13 de junho de 2012 | 18h55

“Pois música é, antes de mais nada, movimento. E sentimento ou consciência do espaço-tempo. Ritmo; sons, silêncios e ruídos; estruturas que engendram formas vivas. Música é igualmente tensão e relaxamento, expectativa preenchida ou não, organização e liberdade de abolir a ordem escolhida; controle e acaso. Música: alturas, intensidades, timbres e durações – peculiar maneira de sentir e de pensar. A música que mais me interessa, por exemplo, é aquela que me propõe novas maneiras de sentir e de pensar. Algo assim como ouvir, ver, viver: ‘ouviver a música’, na expressão concentrada do poeta Décio Pignatari.”

J. Jota de Moraes, “O Que É Música” (Brasilense, 1983)
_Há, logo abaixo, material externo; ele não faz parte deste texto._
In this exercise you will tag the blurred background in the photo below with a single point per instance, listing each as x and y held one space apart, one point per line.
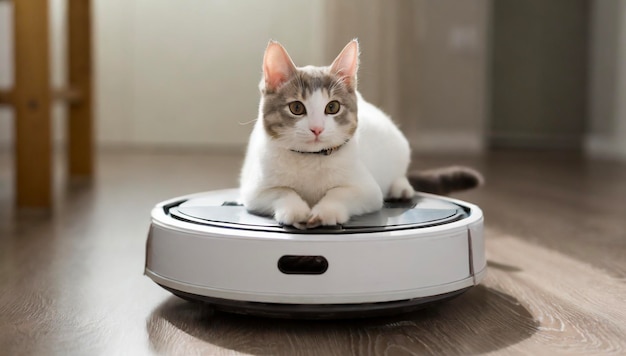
457 76
462 76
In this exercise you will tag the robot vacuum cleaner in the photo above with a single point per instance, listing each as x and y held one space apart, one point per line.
207 247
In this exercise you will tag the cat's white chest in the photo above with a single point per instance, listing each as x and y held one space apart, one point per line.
311 175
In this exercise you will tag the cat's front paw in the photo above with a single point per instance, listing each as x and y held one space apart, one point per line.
328 215
294 212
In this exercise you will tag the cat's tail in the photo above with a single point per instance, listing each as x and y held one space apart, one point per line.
445 180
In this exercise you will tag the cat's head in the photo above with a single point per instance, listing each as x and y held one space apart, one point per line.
309 108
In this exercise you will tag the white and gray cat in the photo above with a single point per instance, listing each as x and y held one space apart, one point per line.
319 153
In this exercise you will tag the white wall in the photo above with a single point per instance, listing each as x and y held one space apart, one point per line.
175 73
180 73
607 136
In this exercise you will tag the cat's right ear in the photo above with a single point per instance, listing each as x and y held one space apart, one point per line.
277 66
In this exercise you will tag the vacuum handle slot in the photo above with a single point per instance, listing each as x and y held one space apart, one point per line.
298 264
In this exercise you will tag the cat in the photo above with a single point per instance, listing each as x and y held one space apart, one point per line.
319 153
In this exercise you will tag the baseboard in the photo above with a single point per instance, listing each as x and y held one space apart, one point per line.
602 146
446 142
60 147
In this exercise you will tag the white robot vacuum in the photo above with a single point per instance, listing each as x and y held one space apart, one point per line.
207 247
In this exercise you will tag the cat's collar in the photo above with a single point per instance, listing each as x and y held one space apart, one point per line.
324 152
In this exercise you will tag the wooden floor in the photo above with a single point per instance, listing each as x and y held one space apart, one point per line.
72 284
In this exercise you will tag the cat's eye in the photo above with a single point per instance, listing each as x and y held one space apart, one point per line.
332 108
297 108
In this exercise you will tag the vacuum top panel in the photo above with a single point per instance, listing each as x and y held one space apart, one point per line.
221 209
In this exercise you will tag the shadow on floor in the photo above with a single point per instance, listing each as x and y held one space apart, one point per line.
481 320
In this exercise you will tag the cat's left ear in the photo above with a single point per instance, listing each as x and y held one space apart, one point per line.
347 63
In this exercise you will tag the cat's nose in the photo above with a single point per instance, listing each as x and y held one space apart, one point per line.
317 130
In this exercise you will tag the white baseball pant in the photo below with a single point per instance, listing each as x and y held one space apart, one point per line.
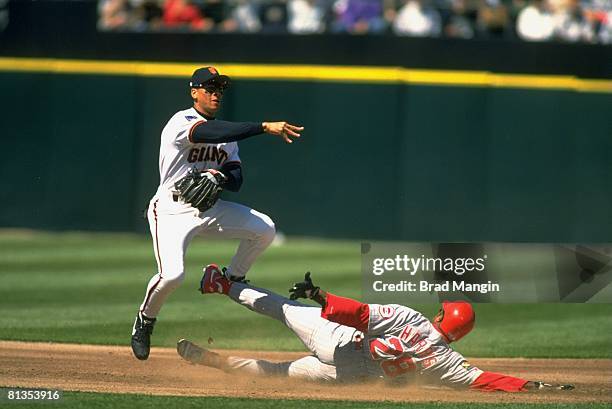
173 226
319 335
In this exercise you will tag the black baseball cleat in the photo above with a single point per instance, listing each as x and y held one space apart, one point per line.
235 279
141 336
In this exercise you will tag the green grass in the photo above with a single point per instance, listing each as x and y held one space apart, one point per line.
86 288
78 400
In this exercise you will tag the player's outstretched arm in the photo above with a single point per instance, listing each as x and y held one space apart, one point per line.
341 310
283 129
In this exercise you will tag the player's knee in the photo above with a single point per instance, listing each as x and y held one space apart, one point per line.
173 280
267 229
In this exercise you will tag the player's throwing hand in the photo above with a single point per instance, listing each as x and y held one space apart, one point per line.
283 129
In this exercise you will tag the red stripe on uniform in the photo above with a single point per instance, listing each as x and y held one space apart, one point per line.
157 254
192 128
149 293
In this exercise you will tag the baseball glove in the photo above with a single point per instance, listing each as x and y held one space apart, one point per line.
201 189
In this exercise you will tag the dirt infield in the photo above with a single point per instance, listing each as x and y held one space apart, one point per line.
113 369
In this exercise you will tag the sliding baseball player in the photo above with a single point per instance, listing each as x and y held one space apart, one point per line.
352 341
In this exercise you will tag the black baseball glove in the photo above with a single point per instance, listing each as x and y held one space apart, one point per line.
304 289
201 189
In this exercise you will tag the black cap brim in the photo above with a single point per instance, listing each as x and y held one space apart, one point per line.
222 81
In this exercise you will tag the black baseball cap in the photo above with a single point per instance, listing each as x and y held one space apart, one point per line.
208 76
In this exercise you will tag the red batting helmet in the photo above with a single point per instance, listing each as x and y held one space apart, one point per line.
454 320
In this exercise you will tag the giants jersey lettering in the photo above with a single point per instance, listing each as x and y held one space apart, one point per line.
178 153
401 341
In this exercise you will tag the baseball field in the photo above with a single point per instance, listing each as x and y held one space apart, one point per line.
68 302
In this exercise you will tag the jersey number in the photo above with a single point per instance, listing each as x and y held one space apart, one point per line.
384 351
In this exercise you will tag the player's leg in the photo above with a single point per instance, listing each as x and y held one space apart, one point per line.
171 235
309 367
231 220
319 335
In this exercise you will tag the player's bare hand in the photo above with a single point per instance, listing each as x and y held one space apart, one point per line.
283 129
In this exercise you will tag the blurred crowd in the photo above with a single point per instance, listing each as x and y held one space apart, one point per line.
531 20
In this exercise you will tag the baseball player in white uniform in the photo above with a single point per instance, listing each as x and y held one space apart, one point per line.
194 141
352 341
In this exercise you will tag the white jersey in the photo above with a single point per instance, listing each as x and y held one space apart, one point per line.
178 153
401 341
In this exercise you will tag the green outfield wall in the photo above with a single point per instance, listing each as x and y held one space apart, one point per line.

Morreu na madrugada de hoje o jornalista e crítico musical J. Jota de Moraes, vítima de insuficiência respiratória. De 1972 a 2003, foi crítico do “Jornal da Tarde”. Estava internado em um hospital de São Paulo; será velado e enterrado em Itapetininga, sua cidade natal. Ao longo de quase trinta anos de atividade crítica, deixou uma obra invejável e fundamental para que se entenda o cenário musical brasileiro. Convivemos pouco mais de três anos na redação do Grupo Estado. Lembro de algumas conversas no antigo fumódromo, sempre atentas ao que de mais novo se produzia mundo afora, sempre repletas de lembranças de grandes concertos que assistiu – e não sem uma dose de pessimismo com os rumos da música e do jornalismo musical. É possível discordar dele, jamais de sua importância como crítico e professor. Jota “ouviveu” a música como poucos.